Depuis 2 300 ans et la République de Platon, les philosophes savent comment les démagogues et les aspirants tyrans gagnent les élections démocratiques.
Dans une démocratie, tout le monde est libre de se présenter aux élections, y compris les personnes qui ne sont pas aptes à diriger ou à présider les institutions gouvernementales. L’un des signes révélateurs de cette inaptitude est la capacité à mentir sans retenue, notamment en se présentant comme le défenseur contre les ennemis perçus par le peuple, qu’ils soient extérieurs ou intérieurs. Platon considérait que les gens ordinaires étaient facilement contrôlés par leurs émotions et donc sensibles à ce type de messages.
Ce type de politique n’était pas nécessairement voué au succès. Comme l’a affirmé JJ Rousseau, la démocratie est la plus vulnérable lorsque l’inégalité dans une société s’est enracinée et qu’elle est devenue trop flagrante.
De profondes disparités sociales et économiques créent les conditions nécessaires pour que les démagogues exploitent le ressentiment de la population et que la démocratie finisse par s’effondrer de la manière décrite par Platon. Rousseau a donc conclu que la démocratie exigeait une égalité généralisée ; ce n’est qu’à cette condition que le ressentiment des citoyens ne peuvent pas être exploités aussi facilement.
Les personnes qui se sentent lésées (matériellement ou socialement) en viennent à accepter des pathologies – racisme, homophobie, misogynie, nationalisme ethnique et bigoterie religieuse – qu’elles rejetteraient dans des conditions de plus grande égalité.
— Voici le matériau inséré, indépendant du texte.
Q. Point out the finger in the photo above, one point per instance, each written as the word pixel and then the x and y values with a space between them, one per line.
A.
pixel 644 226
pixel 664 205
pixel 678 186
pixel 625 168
Ce sont précisément ces conditions matérielles d’une démocratie saine et stable qui font défaut aux États-Unis aujourd’hui. Au contraire, l’Amérique se définit aujourd’hui par ses inégalités massives, un phénomène qui ne peut que saper la cohésion sociale et susciter le ressentiment.
Il existait un accord tacite entre les hommes politiques pour ne pas s’engager dans une forme de politique aussi clivante et violente.
Dans des conditions d’inégalité profonde, cette sorte de politique codée finit par devenir moins efficace que sa version plus explicite. Ce que Trump a fait depuis 2016, c’est jeter aux orties l’ancien accord tacite, en qualifiant les immigrés de vermine et ses opposants politiques « d’ennemis de l’intérieur ». Une telle politique explicite du « nous contre eux » peut être très efficace.
La philosophie politique démocratique, donc, propose une bonne analyse du phénomène Trump. Tragiquement, elle offre une prédiction claire de ce qui va suivre. Selon Platon, le genre de personne qui fait campagne de cette manière gouvernera comme un tyran.
D’après tout ce que Trump a dit et fait au cours de cette campagne et de son premier mandat, nous pouvons nous attendre à ce que Platon ait, une fois de plus, raison.